Using suspension of disbelief to escape from reality is how our ancestors survived. Humans need food, water and a warm, safe place to sleep but beyond that we need recreation and relief which is engaging, intelligent and creative. People work during the day and then at night as the darkness would crowd in around them they told stories of to keep it away, stories of the boy who fooled a king and married a princess or a talking cat or a dwarf who could spin hay into gold but demanded a terrible price, the man who cheated death or great armies and wars fought for the hand of a beautiful woman or a lost sailor and his ship desperately trying to find their way home. And those stories made life easier and helped the listeners to stay warm and to get up the next day. Stories, lies, helped to make life more bearable because sometimes it is so hard people need that. And these stories forced their listeners to think, to build the golden walls of Troy and a giant wooden horse in their mind’s eye. They created fantastic vistas, armies of polished bronze and grotesque monsters. But together those little lies, of princes and kings, armies and battles helped to build the big lies. Big lies like “Duty” and “Respect” and “Justice”. Why? Because belief is a muscle which you have to exercise for it to be strong. And once you believe a boy with a sling can kill the most powerful warrior in the world you know that through teamwork you can achieve almost anything. So stories also help to build community and group cohesion.
And overtime those narratives have evolved as our lived environments have evolved so that we have adopted labels to understand who we are rather than looking to our lived environment. The state and the media have developed in tandem with middle class a notion of a “national identity” built around race, language, habits, sexuality, geography and a host of other factors. So that to be French or Greek or English or Indian or Chinese you acted in certain ways, spoke a certain way and ate certain foods to name only a few examples.
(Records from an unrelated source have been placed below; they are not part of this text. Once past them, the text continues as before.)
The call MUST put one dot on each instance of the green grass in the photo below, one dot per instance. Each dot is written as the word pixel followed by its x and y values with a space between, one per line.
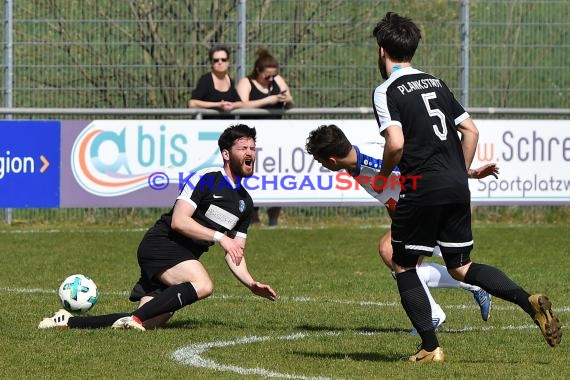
pixel 338 315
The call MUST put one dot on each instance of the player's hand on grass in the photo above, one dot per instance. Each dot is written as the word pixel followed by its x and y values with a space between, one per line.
pixel 263 290
pixel 233 248
pixel 484 171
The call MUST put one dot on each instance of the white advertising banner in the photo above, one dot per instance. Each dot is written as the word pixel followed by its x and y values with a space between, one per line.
pixel 127 158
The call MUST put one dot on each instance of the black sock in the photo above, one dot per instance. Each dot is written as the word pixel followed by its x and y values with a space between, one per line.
pixel 172 299
pixel 94 322
pixel 498 284
pixel 417 307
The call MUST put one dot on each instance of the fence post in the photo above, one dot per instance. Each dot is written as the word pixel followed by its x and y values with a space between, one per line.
pixel 241 39
pixel 464 65
pixel 8 74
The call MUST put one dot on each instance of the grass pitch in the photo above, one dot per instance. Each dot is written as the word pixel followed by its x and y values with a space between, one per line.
pixel 338 316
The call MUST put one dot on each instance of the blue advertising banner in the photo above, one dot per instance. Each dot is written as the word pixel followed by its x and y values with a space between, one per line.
pixel 29 163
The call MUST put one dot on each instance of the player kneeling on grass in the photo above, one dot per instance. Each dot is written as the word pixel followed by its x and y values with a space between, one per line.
pixel 211 204
pixel 329 146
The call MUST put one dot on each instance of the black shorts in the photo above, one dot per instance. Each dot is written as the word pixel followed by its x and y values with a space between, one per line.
pixel 156 253
pixel 416 230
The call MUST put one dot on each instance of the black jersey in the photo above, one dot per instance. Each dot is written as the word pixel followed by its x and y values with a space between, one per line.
pixel 428 113
pixel 220 205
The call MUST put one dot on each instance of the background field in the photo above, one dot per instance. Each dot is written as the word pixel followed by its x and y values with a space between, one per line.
pixel 338 316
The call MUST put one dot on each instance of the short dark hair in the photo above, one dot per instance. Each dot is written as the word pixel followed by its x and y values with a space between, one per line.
pixel 264 60
pixel 328 141
pixel 233 133
pixel 217 48
pixel 398 35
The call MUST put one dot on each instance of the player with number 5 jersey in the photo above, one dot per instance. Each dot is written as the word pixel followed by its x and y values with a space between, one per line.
pixel 414 99
pixel 421 121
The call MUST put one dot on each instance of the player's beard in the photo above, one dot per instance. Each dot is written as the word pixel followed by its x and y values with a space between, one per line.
pixel 382 67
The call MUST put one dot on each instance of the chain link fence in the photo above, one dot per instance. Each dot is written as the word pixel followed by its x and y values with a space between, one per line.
pixel 142 53
pixel 149 54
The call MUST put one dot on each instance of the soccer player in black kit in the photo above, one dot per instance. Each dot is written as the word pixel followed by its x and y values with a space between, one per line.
pixel 212 207
pixel 420 120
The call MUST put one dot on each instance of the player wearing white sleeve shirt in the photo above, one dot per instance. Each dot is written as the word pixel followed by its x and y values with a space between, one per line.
pixel 330 147
pixel 212 207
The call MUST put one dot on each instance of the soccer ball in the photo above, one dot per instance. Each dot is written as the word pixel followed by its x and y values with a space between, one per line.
pixel 78 293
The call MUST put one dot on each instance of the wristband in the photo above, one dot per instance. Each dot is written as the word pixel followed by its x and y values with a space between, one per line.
pixel 218 236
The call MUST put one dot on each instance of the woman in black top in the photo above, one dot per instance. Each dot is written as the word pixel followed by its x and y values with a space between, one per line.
pixel 216 90
pixel 265 88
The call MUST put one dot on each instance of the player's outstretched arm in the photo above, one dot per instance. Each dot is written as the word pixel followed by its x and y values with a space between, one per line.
pixel 484 171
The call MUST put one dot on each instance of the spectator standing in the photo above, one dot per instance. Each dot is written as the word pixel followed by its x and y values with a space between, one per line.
pixel 265 88
pixel 216 89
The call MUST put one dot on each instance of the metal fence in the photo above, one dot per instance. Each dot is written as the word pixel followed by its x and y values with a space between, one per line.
pixel 509 54
pixel 149 54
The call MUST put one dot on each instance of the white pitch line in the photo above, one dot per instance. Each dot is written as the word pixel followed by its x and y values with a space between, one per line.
pixel 192 355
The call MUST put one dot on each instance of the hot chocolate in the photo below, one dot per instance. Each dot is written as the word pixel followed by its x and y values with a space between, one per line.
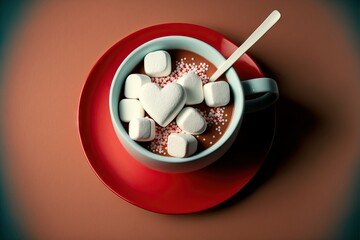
pixel 217 118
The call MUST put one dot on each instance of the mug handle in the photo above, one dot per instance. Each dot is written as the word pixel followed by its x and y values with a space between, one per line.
pixel 268 89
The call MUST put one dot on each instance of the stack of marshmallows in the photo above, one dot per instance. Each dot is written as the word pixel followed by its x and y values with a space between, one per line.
pixel 163 105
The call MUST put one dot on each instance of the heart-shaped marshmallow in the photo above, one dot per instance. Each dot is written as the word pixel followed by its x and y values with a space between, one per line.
pixel 162 104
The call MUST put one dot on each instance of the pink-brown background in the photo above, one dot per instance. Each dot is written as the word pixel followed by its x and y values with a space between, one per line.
pixel 307 183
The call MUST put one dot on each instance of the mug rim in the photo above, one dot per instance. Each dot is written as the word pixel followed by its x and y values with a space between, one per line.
pixel 166 43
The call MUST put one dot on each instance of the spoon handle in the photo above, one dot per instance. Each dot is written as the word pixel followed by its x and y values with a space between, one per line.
pixel 251 40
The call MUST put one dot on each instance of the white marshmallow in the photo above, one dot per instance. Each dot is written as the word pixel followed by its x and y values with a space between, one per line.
pixel 191 121
pixel 142 129
pixel 192 84
pixel 129 109
pixel 181 145
pixel 157 64
pixel 133 84
pixel 217 94
pixel 162 104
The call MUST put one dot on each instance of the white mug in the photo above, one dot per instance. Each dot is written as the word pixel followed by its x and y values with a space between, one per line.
pixel 238 89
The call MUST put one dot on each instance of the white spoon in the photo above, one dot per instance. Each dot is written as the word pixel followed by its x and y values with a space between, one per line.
pixel 252 39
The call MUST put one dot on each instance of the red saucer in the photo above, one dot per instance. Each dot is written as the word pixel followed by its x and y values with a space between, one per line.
pixel 157 191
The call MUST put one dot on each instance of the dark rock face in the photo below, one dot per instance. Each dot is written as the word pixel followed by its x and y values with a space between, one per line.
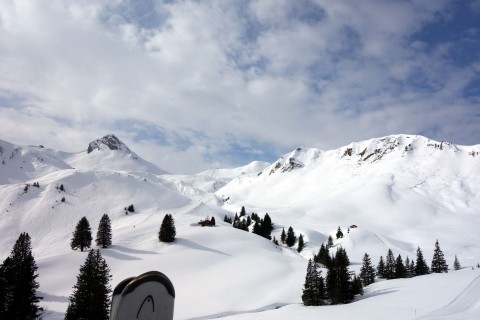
pixel 110 140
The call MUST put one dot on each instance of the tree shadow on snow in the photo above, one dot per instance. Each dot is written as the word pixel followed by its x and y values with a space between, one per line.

And this is where we get to Fake News. In the 20th century “narrative” changed from a survival strategy into a consumption choice. You can purchase your narrative to suit your income, religion, sexuality, gender identity, ethnicity or ideological outlook. We have been conditioned by our media and the state to accept simple narratives but without many people having the critical tools to evaluate the merit of those choices except in the narrowest context. Thus many people are falling back on their beliefs about how the world should work to “Trump” (!) facts. The success of fake news and conspiracy theorists such as Alex Jones, or hate mongers like Rush Limbaugh over the past decade is not a manifestation of a disenfranchised middle class or neo-nationalism or the result of jobs fleeing to Mexico and China.
The critical fact to understand about storytelling is that it is a sophisticated form of lying. The “best” storytellers are not the ones who tell the truth but the ones who can lie well enough to help us better understand the world we live in. By lying to us they help us understand the truth.
Fake News is in effect a series of bad lies. “Bad” because they are narrow and simple and do not serve to inspire or strengthen our communities. By sowing dissent they try to break our communities into smaller groups motivated by fear and narrow self-interest. In short these are bad stories because they show people failing to live up to their potential and failing to make transformative sacrifices.
As a species we need stories, we need “lies” to survive and we need the willing suspension of disbelief to build joy and laughter and fear and sorrow into our existence. Some people are willing to abuse the dynamic between narrative and lies and unless we recognize not all lies are equal and some deserve our respect while others do not, Fake News will continue plague our media and our communities spreading real fear and sorrow to everyone’s detriment.